The examples/ directory provides comprehensive tutorials to help you get up and running with TwinWeaver.

🔰 Core Tutorials

These notebooks cover the primary workflows for most users:

1. Data Preparation for Training

examples/01_data_preparation_for_training.ipynb

Demonstrates how to convert raw patient data (events, constants, genetics) into the instruction-tuning text format used by TwinWeaver.
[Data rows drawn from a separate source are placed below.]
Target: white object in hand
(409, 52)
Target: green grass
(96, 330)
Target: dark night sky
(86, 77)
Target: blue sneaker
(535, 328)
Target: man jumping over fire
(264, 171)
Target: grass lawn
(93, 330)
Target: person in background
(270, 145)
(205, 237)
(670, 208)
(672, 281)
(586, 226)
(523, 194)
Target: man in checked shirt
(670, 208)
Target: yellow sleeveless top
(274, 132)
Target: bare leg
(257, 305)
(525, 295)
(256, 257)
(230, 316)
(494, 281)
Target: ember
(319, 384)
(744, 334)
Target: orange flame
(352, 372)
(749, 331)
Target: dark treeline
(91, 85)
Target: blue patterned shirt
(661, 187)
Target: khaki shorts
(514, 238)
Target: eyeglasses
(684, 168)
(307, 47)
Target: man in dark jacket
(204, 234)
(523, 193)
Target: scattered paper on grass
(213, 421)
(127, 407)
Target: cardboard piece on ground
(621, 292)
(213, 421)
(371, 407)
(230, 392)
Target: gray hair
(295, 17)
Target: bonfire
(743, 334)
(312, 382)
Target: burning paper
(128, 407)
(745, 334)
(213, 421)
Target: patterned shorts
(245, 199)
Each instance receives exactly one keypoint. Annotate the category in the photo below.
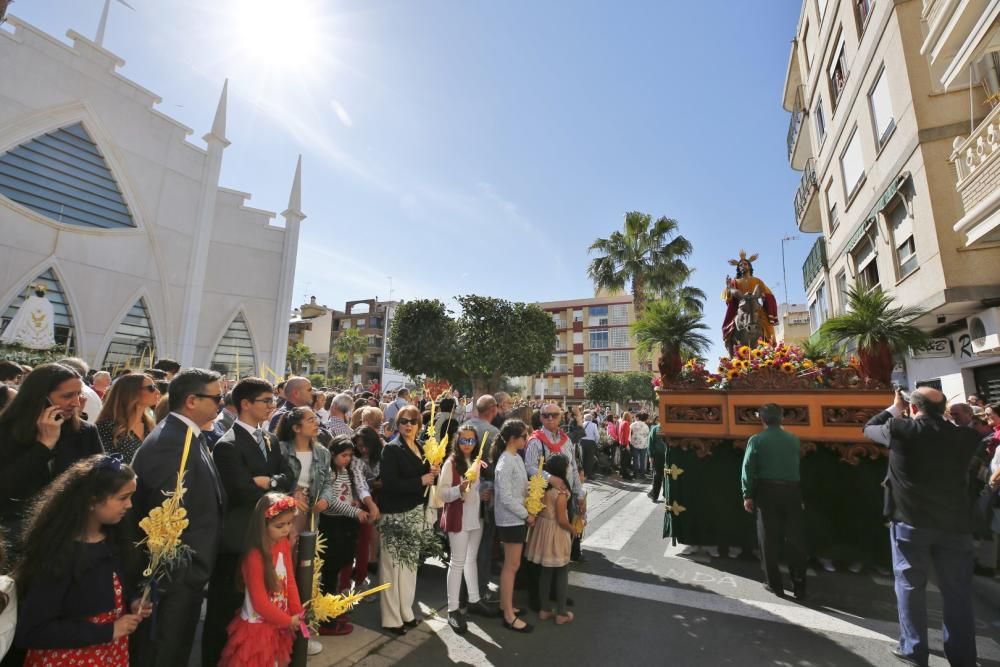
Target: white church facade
(105, 201)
This is the core step for preparing data for fine-tuning.

What you'll learn:

  • Loading patient data into the DataManager
  • Configuring variables and data splits
  • Converting data to text format for LLM training

2. Inference Prompt Preparation

examples/02_inference_prompt_preparation.ipynb

Shows how to run inference using the TwinWeaver framework, including setting up the data manager and generating prompts.

What you'll learn:

  • Setting up prompts for inference
  • Generating predictions with trained models
  • Processing model outputs

3. End-to-End LLM Fine-Tuning

examples/03_end_to_end_llm_finetuning.ipynb

A complete guide covering the entire pipeline from data ingestion to LLM fine-tuning.

Installation Note

Please install the packages required via the exact following line:

pip install twinweaver[fine-tuning-example]
The torch CUDA version might need to be adapted to your system.


🚀 Advanced Usage

For users needing custom behavior or specific integrations:

Pretraining Data Conversion

examples/advanced/pretraining/prepare_pretraining_data.py

A script illustrating how to convert data for the pretraining phase, using template-based generation. Useful if you want to pretrain on your own large-scale unlabeled clinical data.

Custom Splitting


🔗 Integrations

MEDS Data Import

examples/integrations/meds_data_import.ipynb

A tutorial on importing data in the Medical Event Data Standard (MEDS) format and converting it into TwinWeaver's internal format. Includes a synthetic data example.